1/500 Scale. This kit features 144 parts and measures 17 3/4 inches long. Molded in gray with display stand and decals for both Washington and Carolina battleships. Model was built and painted by Guy Malone.
The US Battleship North Carolina (BB-55), lead ship of a class of 35,000-ton battleships, was built at the Brooklyn Navy Yard. The USS North Carolina was quickly nicknamed "The Showboat" because of all the attention she drew during her trials in New York Harbor. At the time of her commissioning on April 9th 1941, she was considered the world’s greatest sea weapon. Armed with nine 16-inch/45 caliber guns in three turrets, and twenty 5-inch/38 caliber guns in ten twin mounts, North Carolina proved a formidable weapons platform. Her wartime complement consisted of 144 commissioned officers and 2,195 enlisted men, including 86 Marines. In her modern version, the catapult-launched float planes have been replaced by Helicopters for observation service.
The North Carolina went to the Pacific in June 1942. She took part in the Guadalcanal campaign during the rest of that year, covering the initial landings there and participating in the Battle of the Eastern Solomons in August 1942. She was damaged by a Japanese submarine torpedo on September 15th that year, in an attack that also fatally damaged USS Wasp (CV-7), but returned to the Solomons combat zone after a few months' repairs. During an enemy air attack in the Battle of the Eastern Solomons, the North Carolina threw up such a fierce barrage from her anti-aircraft batteries that the mighty Carrier Enterprise signaled to her "ARE YOU AFIRE?!" due to all the smoke.

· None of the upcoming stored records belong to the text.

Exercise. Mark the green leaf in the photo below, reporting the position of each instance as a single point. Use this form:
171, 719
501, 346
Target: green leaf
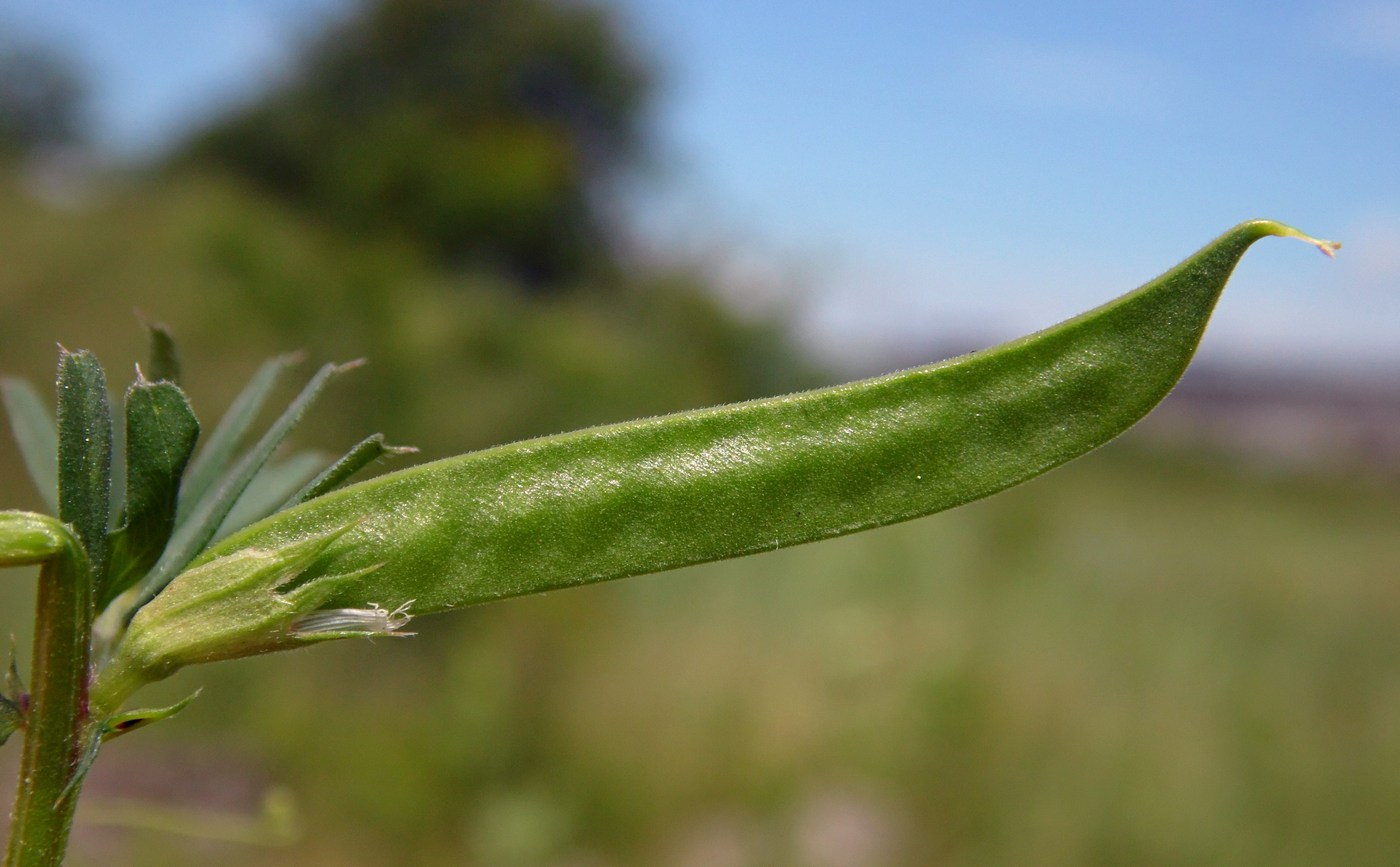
209, 513
697, 486
132, 720
270, 488
219, 450
11, 717
160, 436
37, 436
367, 451
84, 453
13, 682
164, 362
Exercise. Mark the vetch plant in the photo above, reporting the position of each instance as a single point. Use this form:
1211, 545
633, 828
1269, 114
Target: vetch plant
160, 555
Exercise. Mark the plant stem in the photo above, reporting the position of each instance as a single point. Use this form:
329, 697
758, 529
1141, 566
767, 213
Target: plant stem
58, 729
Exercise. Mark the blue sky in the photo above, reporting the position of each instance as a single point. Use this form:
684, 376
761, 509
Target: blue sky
903, 172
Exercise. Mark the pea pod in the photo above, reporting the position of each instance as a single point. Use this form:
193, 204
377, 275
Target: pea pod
658, 493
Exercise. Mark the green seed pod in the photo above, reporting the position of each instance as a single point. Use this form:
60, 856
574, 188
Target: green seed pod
667, 492
658, 493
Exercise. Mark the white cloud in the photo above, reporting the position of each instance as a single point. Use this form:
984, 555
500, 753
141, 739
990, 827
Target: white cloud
1057, 77
1368, 30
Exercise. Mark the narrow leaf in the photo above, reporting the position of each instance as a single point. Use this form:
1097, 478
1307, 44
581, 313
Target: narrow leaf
697, 486
270, 488
217, 454
11, 719
132, 720
84, 453
164, 362
37, 436
209, 513
160, 436
367, 451
13, 682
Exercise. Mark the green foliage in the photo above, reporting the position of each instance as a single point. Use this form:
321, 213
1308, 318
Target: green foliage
522, 518
160, 436
482, 132
41, 98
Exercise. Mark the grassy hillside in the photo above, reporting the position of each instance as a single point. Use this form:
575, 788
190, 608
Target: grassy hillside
1136, 660
1141, 659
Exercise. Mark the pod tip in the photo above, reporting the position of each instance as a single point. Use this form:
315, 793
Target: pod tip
1326, 247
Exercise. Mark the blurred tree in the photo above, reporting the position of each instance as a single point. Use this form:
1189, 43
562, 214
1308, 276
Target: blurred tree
485, 132
41, 100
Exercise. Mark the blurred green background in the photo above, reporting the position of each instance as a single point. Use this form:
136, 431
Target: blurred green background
1159, 654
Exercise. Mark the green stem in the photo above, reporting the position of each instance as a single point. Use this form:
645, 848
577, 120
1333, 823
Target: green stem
58, 729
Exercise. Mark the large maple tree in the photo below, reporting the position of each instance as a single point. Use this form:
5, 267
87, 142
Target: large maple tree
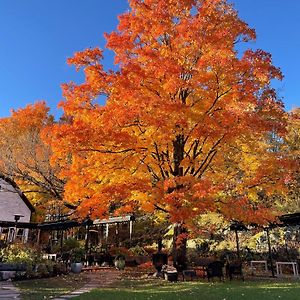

In November 1943, North Carolina assisted in capturing enemy positions in the Gilbert Islands. This began a pattern of operations for her that lasted for the rest of World War II: serving in the anti-aircraft screen of aircraft carrier task forces and occasionally using her heavy guns to bombard Japanese-held islands. In these roles, during 1944 she was involved in the Marshalls operation in January-February, attacks on Central Pacific targets through the late winter and spring, the Marianas invasion and Battle of Philippine Sea in June, and Western Pacific carrier strikes in November and December.
North Carolina continued her Western Pacific activities in 1945, participating in the invasions of Iwo Jima in February, and Okinawa in March and April. The battleship also screened carriers on raids throughout the combat zone, including attacks on the Japanese home islands.
Although this mighty naval battlewagon had been torpedoed, dive-bombed, strafed, shelled, and suffered many near misses, she had never been put out of commission by enemy action even though Tokyo Rose had reported her as sunk no less than 6 times during the course of the Pacific war!
By the time the mighty "Showboat" steamed into Tokyo Bay and dropped anchor on September 5th, 1945 after 40 months of action in the Pacific War, her score was admirable. She was credited with destroying 27 Japanese aircraft plus a large number of probables. During 9 major naval bombardments she destroyed literally billions of dollars worth of enemy shore installations, Naval units, and personnel. She was truly a major factor in the power that stopped the ascent of the "Rising Sun", and a stirring tribute to the many Americans who built, supplied, and manned her, and the few who were wounded and died serving her.
In 1961 the North Carolina was transferred to the State of North Carolina to become a memorial and museum at Wilmington, where she remains to this day.